I don’t like to talk about money.
I was raised to believe talk of money impolite.
But because, for so long, people didn’t talk about money, a decent number of folks find themselves in a heap of money trouble. Then, once in said heap, they can’t talk about the pit they are in lest it be deemed impolite. The pit grows deeper. The pit of money problems leads to divorce, bankruptcy, job insecurity, and tremendous stress and fear.
So I’m going to share one piece of my story. It’s not the piece I’d like to share. The one that says, “oh, I was a foolish 20-something who spent unwisely and then paid off my credit card debt.” That happened. But I got trapped in a more recent snare that can’t be blamed on being young and foolish (or broke – which by the way is a huge myth, a lot of people who struggle with debt make a lot of money).
As I shared yesterday, I paid off my credit card debt and some of my school loans by the time I got married. My husband had no debt and he took on a decent chunk by marrying into my loans. We always planned to have one joint bank account. However, because a couple of bills were paid directly out of my old checking account, I kept my bank account with a checking and credit card linked. I wrote the bulk of my paycheck into our joint account from which our bills were paid, but I paid school loans and my personal credit card for “fun stuff” on my own. While both our names were on the account, he never saw the statements.

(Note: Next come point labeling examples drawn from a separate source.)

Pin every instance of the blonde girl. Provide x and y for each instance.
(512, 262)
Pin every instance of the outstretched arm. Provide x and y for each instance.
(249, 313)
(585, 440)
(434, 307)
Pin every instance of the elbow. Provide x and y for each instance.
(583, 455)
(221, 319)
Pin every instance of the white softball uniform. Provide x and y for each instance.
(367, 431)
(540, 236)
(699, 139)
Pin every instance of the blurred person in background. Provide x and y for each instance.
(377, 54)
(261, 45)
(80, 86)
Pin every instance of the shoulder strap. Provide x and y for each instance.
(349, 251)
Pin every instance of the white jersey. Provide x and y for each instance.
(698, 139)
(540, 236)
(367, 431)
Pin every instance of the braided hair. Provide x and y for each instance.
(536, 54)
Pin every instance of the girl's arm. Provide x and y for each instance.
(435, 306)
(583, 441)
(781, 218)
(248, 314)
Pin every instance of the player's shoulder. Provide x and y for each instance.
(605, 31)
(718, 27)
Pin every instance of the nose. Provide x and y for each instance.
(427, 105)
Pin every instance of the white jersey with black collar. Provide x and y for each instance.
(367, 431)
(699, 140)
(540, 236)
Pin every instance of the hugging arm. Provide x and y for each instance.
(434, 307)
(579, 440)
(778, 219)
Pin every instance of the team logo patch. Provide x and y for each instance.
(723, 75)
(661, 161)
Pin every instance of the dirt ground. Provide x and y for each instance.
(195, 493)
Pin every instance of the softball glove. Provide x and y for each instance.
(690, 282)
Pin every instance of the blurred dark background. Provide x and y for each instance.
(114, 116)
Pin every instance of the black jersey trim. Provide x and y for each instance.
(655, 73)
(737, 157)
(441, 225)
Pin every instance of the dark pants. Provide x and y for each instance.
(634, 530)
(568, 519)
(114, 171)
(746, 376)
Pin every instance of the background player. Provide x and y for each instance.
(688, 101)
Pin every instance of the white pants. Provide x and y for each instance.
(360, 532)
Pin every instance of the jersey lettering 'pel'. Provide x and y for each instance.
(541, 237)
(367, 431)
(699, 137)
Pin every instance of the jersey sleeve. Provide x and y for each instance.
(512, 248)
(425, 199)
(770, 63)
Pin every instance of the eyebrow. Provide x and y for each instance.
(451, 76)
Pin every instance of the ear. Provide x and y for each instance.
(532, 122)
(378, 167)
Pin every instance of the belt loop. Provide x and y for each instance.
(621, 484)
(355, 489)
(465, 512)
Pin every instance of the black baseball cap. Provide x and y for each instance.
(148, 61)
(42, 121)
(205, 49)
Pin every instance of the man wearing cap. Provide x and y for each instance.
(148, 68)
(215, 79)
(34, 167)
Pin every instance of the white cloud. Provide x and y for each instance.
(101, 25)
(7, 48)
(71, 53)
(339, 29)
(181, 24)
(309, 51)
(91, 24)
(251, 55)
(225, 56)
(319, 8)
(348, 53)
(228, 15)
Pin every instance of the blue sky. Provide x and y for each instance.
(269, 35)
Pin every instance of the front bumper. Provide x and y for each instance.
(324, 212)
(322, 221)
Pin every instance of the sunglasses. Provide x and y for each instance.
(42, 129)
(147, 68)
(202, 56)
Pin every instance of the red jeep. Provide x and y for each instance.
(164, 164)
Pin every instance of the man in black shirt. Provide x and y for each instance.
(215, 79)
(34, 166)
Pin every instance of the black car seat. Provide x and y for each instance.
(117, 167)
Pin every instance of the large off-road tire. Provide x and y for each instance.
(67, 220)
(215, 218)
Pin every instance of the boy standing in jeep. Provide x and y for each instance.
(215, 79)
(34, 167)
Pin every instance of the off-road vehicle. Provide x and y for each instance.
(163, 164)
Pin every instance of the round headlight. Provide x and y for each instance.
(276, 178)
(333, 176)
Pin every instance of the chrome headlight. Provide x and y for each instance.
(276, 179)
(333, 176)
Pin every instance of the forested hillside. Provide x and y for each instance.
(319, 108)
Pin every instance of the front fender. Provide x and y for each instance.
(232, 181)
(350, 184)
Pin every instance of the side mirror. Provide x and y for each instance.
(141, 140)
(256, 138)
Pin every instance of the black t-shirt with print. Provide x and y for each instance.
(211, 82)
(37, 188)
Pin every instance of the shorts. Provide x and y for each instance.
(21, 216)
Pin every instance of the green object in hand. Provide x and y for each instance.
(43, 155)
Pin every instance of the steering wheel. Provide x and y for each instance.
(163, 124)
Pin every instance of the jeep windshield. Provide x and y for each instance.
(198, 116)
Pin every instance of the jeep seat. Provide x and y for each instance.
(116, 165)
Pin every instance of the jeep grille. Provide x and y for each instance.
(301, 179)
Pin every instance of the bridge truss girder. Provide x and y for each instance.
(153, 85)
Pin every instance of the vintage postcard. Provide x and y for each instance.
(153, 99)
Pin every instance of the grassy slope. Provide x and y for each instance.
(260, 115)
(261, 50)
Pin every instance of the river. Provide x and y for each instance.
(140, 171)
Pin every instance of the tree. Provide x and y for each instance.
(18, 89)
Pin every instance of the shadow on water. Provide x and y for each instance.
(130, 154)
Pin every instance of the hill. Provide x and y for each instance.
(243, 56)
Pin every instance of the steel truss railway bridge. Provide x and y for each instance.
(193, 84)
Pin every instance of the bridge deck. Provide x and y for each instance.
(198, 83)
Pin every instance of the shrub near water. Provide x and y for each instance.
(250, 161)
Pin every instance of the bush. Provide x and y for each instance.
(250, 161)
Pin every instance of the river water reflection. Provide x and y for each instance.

I made some frivolous purchases, namely clothes, but paid off my credit card every month. We had no kids and good jobs and had fun money. While I didn’t get into debt, I started bad habits. I’d buy an outfit or pair of shoes and slip it into my closet when no one would to see. I never cut off tags in front of my husband and I trashed “spending” evidence. I’m embarrassed to even write about my behavior.
And let me be clear, never has my husband say “do not buy that.” He’s financially smart and savvy about our future investments, but he’s not miserly and is incredibly supportive of my career which demands a certain wardrobe. But I was avoiding accountability.
Then we had kids.
Because I had grown up with “less,” and because I now had “more,” I shopped. We’d waited so long for children, I wanted everything perfect. From outfits to nursery décor to books, I shopped. I’d actually started collecting Raggedy Ann and Andy items for the nursery before I became pregnant.
Then… TRIPLETS! I “needed” everything personalized. Bottle sleeves and cups and onesies. Names on everything. And since this was my first “and last” experience for each season, I went all out. Boutique Easter outfits. Coordinating Baptism outfits. And of course, I’d need to coordinate with their coordinating. Don’t even get me started on birthdays and Christmas. It was the last “first” birthday or the last “first day” of MDO or the last “first” Christmas photo shoot.
I honestly wasn’t doing it to impress anyone. I spent because I felt the need to buy them everything I could. Let’s demonstrate love to a pre-verbal child with matching Easter shirts. Ahem…
It all went on the credit card.
All the while, my sizes changed. I was heavier. Then I lost weight and looked great so I needed clothes for that. Then the weight came back on when the boot camps stopped.
It all went on the credit card.
I kept paying each month, but the balance grew slowly. A few hundred dollars at a time.
I quickly grew stressed about the secret I was keeping from this man I loved and trusted. Just not enough to stop spending. Until 2015.
I started talking to a close friend about what had happened and how I could make it right. I bought nothing for months. Any money I used to use to pay for my spending, now went directly to the balance with no additional costs from the month. The balance went from over $5,000 to under $3,000 fairly quickly. I planned to cut up the card and tell my husband, but I wanted the balance gone first. Then he lost his job.
I immediately knew I had to tell him. I had known all year, God made it clear the years of secret spending had to go, but this change meant honesty NOW. That week, I struggled and prayed and cried. Then I sat at the table after dinner and told him something that boiled down to: This is what I did. This is what I owe. I am so sorry. Can you forgive me?
It makes me want to throw up telling it.
This is not about who manages money in a marriage. This is about dishonesty in a marriage. My story illustrates how you can erode a trust foundation. Secrets are bad. Marriages suffer when secrets and dishonesty creep in.
I won’t share what he thought or felt because I won’t ever really know and it’s not my story to share. He did forgive me. Then he said, let’s pay the balance off. Which we did. He suggested I keep the credit card, but we have paper statements mailed to the house which are paid off out of our joint account. We closed the other checking account because we never planned to have two bank accounts. There’s no slush fund. There’s no secret spending. If I want to buy him a present, I sneak the statement until he opens his gift!
A lot of people probably have opinions on marriage finances. This is not a post about how you should run your marriage finances. I have no earthly idea. I just know we agreed on a single shared account where all of his, my, and our purchases came. That is what we have now. But it took ten years.
If I can encourage any one of you who isn’t as far down the path as I was, let me say: Give Up The Secrets. Money comes and money goes, but marriage, God willing, lasts until death do us part.